C’est un respect de la nature analogue que nous devons réapprendre. Du coup tout se passe comme si, de notre propre point de vue occidental, scientifiquement informé, la barbarie avait changé de camp. Le savoir le plus sophistiqué que nous sommes en capacité de produire met en lumière les dangers imminents qui s’accumulent à l’horizon. Bolsonaro et son gouvernement, les valeurs et la culture sommaires qu’ils revendiquent, nous conduisent tout droit à une catastrophe planétaire. Ils sont l’incarnation même d’une barbarie inédite, d’une sauvagerie bien effective, fruit d’un effondrement tant moral qu’intellectuel.
La seconde tragédie en cours est celle du coronavirus qui prend une allure toute particulière pour les peuples autochtones. D’un côté leurs ennemis en profitent pour pénétrer leurs territoires et y pratiquer pillages de ressources et incendies, mais également pour y répandre le Covid, involontairement, l’espéré-je. De l’autre côté, le Covid fait nécessairement remonter à la surface une tragédie bien antérieure, qui remonte même à cinq siècles, aux débuts de la colonisation ; mais qui s’est reproduite encore récemment. Les conquistadors européens ont vaincu les empires amérindiens plus par leurs germes que par les armes. Les colons ont apporté avec eux des maladies inconnues du continent américain, qui ont notamment au Sud suscité un véritable génocide : jusqu’à 80 % de la population ont disparu. A tel point que cette tragédie, avec ses conséquences démographiques, a suscité indirectement une légère diminution de la concentration en dioxyde de carbone de l’atmosphère. Ce sont en réalité des millions d’agriculteurs qui ont en quelques décennies été emportés par les maladies, abandonnant à la forêt des aires disséminées, mais non négligeables, jusqu’alors cultivées. Et c’est le retour de la forêt sur ces surfaces jardinées qui a suscité cette diminution de la concentration atmosphérique de carbone. Or, cette tragédie s’est reproduite récemment même, à une tout autre échelle toutefois. En 1969, par exemple, ont eu lieu les premiers contacts entre les Paiter Surui et les Blancs (État du Rondônia). Le peuple Surui est alors passé d’un effectif de 5’000 personnes à 300, en quelques années. Les maladies pulmonaires venues d’outre-forêt ont ainsi pour ces peuples une odeur de cendres très particulière. A quoi s’ajoute les difficultés éprouvées par des villages entiers cherchant à se couper des villes environnantes, pour survivre, mais manquant en conséquence de biens indispensables.

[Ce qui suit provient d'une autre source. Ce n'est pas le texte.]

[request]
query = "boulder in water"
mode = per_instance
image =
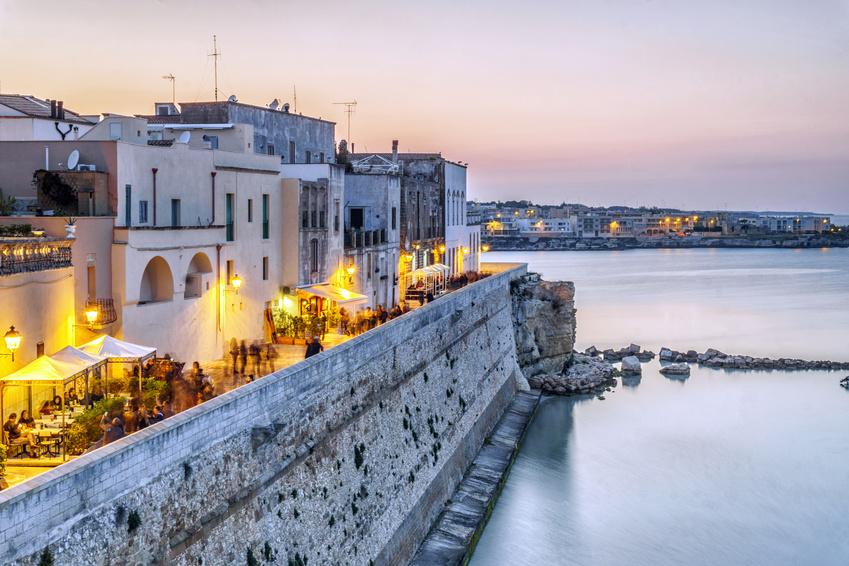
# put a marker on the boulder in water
(631, 365)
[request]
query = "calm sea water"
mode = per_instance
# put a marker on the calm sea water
(719, 468)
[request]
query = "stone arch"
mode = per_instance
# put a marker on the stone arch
(199, 265)
(157, 282)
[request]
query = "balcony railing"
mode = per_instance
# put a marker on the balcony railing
(25, 255)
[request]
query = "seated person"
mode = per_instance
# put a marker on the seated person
(26, 420)
(46, 409)
(13, 433)
(71, 397)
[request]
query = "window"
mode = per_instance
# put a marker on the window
(128, 203)
(313, 255)
(175, 212)
(265, 217)
(91, 276)
(231, 269)
(357, 220)
(228, 217)
(336, 215)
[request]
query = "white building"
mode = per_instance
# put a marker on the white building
(462, 242)
(27, 118)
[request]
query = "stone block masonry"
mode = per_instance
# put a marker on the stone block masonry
(346, 458)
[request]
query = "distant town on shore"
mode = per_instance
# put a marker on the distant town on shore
(520, 225)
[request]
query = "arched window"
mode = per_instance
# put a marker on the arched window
(157, 282)
(199, 265)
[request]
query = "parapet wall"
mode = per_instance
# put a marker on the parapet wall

C’est donc bien une double tragédie qui se déroule en Amazonie, avec un summum de souffrances et d’injustices pour ces peuples, et ce au nom d’un appât du gain à courte vue, encouragé par des dirigeants vénaux et étrangers à toute espèce de discernement et de dignité. La stupidité et le cynisme de Bolsonaro commence à susciter nombre de réactions. Des députés européens tentent des démarches auprès de la Commission de Bruxelles. Bolsonaro a fait l’objet de dénonciations devant les tribunaux et à l’OMS. Des voix s’élèvent pour une procédure de destitution. C’est pourquoi il me semble important de soutenir financièrement, et dans l’urgence, les associations qui viennent sur place en aide aux peuples autochtones. Et je renvoie ici à l’association suisse Aquaverde qui fait la jonction avec diverses associations sur place.